In a gallery of baseball-themed fan tattoos at Tattoolous. com, a fan shows off the name of “Ellsbury” — aka Jacoby Ellsbury now of the Yankees — inked on the slobbery inside of his lower lip.
Warns the site: “Ok, let’s explain this slowly…you got a tattoo…of a baseball player’s name…on the inside of your lip…and that sounded like a good idea… While this may be hardcore ... let’s just think about how silly this will be once the guy gets traded or retires; or this guy with the tattoo reaches his 40’s.”
The “Ballhawk”
Zack Hample knows where to catch a ball in every stadium in the nation - and he has a collection of more than 7,000 baseballs to prove it.
He told The Daily Mail last year that he’s spent at least $100,000 and tens of thousands of hours perfecting his right-place-at-the-right time technique.
“I wasn’t good enough to be a Major League Baseball player but I’m still probably better at judging and catching fly balls than 99.9 per cent of the public,” he said.

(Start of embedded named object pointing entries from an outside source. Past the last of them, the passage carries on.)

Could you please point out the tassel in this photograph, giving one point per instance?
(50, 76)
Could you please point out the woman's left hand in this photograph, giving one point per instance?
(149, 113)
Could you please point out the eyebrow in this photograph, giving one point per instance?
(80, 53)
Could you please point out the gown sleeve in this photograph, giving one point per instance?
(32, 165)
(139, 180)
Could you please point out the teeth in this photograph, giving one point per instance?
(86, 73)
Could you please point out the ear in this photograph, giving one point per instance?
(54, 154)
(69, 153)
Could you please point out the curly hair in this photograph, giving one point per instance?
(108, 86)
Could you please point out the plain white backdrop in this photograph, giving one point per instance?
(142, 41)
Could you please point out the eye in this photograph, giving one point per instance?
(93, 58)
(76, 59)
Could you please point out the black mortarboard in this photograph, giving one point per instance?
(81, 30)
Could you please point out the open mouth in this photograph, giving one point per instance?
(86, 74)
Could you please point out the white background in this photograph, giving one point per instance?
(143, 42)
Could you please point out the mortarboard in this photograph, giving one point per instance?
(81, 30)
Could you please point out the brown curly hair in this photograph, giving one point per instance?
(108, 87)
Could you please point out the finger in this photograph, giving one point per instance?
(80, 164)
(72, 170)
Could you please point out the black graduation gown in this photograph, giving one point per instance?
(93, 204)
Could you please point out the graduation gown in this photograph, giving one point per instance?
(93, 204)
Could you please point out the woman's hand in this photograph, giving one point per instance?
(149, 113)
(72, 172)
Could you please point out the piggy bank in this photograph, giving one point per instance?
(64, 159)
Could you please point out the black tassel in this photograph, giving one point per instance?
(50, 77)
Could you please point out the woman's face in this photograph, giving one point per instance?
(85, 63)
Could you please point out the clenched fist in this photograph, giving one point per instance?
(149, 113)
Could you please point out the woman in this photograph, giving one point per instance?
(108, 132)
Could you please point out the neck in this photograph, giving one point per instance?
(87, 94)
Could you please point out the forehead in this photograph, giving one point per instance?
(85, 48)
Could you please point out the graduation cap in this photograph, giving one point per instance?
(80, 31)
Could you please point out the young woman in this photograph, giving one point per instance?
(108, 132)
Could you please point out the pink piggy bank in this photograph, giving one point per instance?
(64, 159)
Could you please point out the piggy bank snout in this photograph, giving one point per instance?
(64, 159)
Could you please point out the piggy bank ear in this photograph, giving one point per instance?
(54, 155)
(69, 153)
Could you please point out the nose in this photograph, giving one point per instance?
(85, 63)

“When I’m at a game and the ball goes up in the air I’m not even looking at it - I’m already running and climbing over rows and planning my path and dodging vendors and people.
“Then I look up and if I’ve done a good job the ball’s right there for me to catch.”

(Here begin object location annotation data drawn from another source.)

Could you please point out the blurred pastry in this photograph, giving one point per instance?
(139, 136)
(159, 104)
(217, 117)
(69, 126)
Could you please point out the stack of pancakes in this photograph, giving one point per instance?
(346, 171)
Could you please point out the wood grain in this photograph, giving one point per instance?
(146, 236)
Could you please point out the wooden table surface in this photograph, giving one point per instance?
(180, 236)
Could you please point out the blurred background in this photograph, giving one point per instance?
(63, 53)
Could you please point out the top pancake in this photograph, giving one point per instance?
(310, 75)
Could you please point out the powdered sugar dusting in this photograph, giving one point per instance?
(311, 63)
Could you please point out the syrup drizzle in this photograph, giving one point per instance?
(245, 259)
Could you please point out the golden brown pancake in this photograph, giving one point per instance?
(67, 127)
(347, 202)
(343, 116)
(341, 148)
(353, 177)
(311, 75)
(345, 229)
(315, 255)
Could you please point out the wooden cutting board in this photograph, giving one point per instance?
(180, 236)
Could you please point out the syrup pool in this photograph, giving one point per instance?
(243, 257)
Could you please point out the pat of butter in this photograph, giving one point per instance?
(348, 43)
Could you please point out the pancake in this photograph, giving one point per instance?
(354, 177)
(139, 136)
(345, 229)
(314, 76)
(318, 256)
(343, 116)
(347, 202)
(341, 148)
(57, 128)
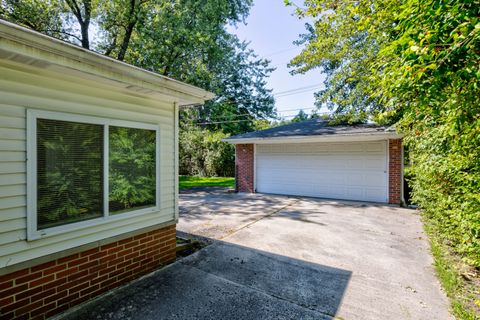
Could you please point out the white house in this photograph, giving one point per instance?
(88, 172)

The 37-year-old New York man made headlines this season when he caught Alex Rodriguez’s 3,000th career hit and didn’t immediately give the ball back. Hample eventually returned the ball in exchange for a $150,000 donation to his favorite charity.
His Twitter feed is just one ballpark tweet after another after another after ...
Today in BP, a kid got hit by a HR and cried. The guy who got it wouldn't give it up so I handed the kid one of mine. #ThoughtYouShouldKnow
— Zack Hample (@zack_hample) August 7, 2015Epic road trip
Wisconsin native Matt Stoltz, 22, bicycled to all 30 MLB stadiums this season, racking up 11,155 miles on his Novara Randonee.
He did it to raise money for Biking for Baseball, a Denver non-profit that raises money and support for Big Brothers Big Sisters and the Boys and Girls Clubs of America. He started his trip on April 7 in Seattle and ended at Miller Park in Milwaukee on Oct. 3.
His stats: 180 nights on the road, 2,342,550 pedal strokes and more than $24,000 raised.
“I love meeting baseball fans and experiencing the culture of each team and their fan base,” he told ABC News. “I’m meeting fans the whole game and get a great perspective of the stadium and the teams and how great the fans are.”
Lost his life at the ballpark
Gregory Murrey, 60, died in August died while watching his beloved Atlanta Braves play baseball.
He fell out of some upper-deck stands during the seventh inning of a game against the Yankees as Alex Rodriguez walked to home plate.
Fans nearby said Murrey was booing A-Rod when he fell.
“Greg was a season ticket holder with the same seats for 23 years,” his family told CNN in a statement.
“The night Greg passed away, he was doing one of his favorite things — watching the Braves.”